This two-part article explores the concept of uncertainty quantification (UQ). In Part 1, we will learn the basics of UQ and how UQ works with Six Sigma. Part 2 presents a case study looking at UQ in action.

The Six Sigma methodology includes proven tools, primarily founded in collecting and analyzing physical data using statistical means. Continual increases in computational power coupled with advances in simulation accuracy, however, have made simulation modeling a feasible method for analytics that can enhance Six Sigma methodologies. For example, augmenting the Six Sigma process with computer simulations can reduce expensive and time-consuming physical test requirements. In addition, Six Sigma practitioners can explore a wider variety of solution options in the simulation environment more quickly and at lower cost than traditional physical test methods.

While the prevalence of simulation tools offers unique potential to generate expedient analytics, it does so through uncertainty quantification (UQ) – advanced statistical techniques that, when applied to simulations of complex systems, generate actionable results.

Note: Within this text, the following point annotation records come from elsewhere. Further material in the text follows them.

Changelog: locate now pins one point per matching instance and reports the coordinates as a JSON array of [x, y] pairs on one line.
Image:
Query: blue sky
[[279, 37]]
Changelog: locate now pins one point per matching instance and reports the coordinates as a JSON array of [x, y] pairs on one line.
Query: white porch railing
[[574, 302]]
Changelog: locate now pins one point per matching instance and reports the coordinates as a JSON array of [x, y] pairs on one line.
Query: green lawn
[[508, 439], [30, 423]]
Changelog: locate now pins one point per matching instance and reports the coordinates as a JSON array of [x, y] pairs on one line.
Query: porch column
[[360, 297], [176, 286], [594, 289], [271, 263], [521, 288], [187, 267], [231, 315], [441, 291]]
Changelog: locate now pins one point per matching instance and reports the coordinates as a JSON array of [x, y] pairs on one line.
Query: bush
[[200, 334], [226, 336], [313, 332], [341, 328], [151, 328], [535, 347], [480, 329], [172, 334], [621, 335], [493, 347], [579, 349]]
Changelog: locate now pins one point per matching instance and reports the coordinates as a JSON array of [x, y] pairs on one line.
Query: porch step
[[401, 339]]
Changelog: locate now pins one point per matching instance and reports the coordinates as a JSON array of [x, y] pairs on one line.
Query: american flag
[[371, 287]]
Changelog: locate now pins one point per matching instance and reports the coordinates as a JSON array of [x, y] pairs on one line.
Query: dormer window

UQ is the next generation of analytical tools that brings further insights into reducing process variability.

Six Sigma Challenges

Listed below are some of the common problems Six Sigma Black Belts and engineers face while implementing Six Sigma techniques:

  • Ensuring that the quality and quantity of data collected are sufficient for making decisions
  • Designing a new process or product when there is no baseline data to collect
  • Analyzing complex processes can be time-consuming when using traditional statistical methods
  • Justifying the high cost of physical testing
  • Quantifying the improvements in a process with only a small number of physical tests
  • Conducting physical design of experiment (DOE) tests in an environment where they are impractical

What Is Uncertainty Quantification?

According to definitions from the National Agency for Finite Element Methods and Standards (NAFEMS) Stochastics Working Group and the American Society of Mechanical Engineers (ASME) Standards Committee on Verification and Validation, uncertainty quantification is the formulation of a statistical model to characterize imperfect and/or unknown information in engineering simulation and physical testing for predictions and decision-making. UQ seeks to address the problems associated with incorporating real-world variability and probabilistic behaviors into engineering and systems analysis. The figure below shows the workflow for UQ.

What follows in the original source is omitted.